Convert Factor to Date/Time in R

Michelle picture Michelle · Apr 28, 2014 · Viewed 79.1k times · Source

This is the information contained within my dataframe:

## minuteofday: factor w/ 89501 levels "2013-06-01 08:07:00",...
## dDdt: num 7.8564 2.318 ...
## minutes: POSIXlt, format: NA NA NA

I need to convert the minute of day column to a date/time format:

minuteave$minutes <- as.POSIXlt(as.character(minuteave$minuteofday), format="%m/%d/%Y %H:%M:%S")
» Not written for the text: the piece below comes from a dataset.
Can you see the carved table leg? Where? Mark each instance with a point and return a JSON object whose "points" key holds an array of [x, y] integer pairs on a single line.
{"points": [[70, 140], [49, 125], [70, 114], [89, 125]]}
I've tried as.POSIXlt, as.POSIXct and as.Date. None of which worked. Does anyone have ANY thoughts.

The goal is to plot minutes vs. dDdt, but it won't let me plot in the specified time period that I want to as a factor. I have no idea what to try next...

Answer

Dirk Eddelbuettel picture Dirk Eddelbuettel · Apr 28, 2014

You need to insert an as.character() before parsing as a Datetime or Date.

A factor will always come back first as a number corresponding to its level.

You can save the conversion from factor to character by telling read.csv() etc to no store as a factor: stringsAsFactors=FALSE. You can also set that as a global option.

Once you have it as character, make sure you match the format string to your data:

R> as.POSIXct("2013-06-01 08:07:00", format="%Y-%m-%d %H:%M:%S")
[1] "2013-06-01 08:07:00 CDT"
R> 

Note the %Y-%m-%d I used, as opposed to your %m/%d/%y.

Edit on 3 Jan 2016: This is now much easier thanks to the anytime package which automagically converts from many types, including factor, and does so without requiring a format string.

R> as.factor("2013-06-01 08:07:00")
[1] 2013-06-01 08:07:00
Levels: 2013-06-01 08:07:00
R> 
R> library(anytime)
R> anytime(as.factor("2013-06-01 08:07:00"))
[1] "2013-06-01 08:07:00 CDT"
R> 
R> class(anytime(as.factor("2013-06-01 08:07:00")))
[1] "POSIXct" "POSIXt" 
R> 

As you can see we just feed the factor variable into anytime() and out comes the desired POSIXct type.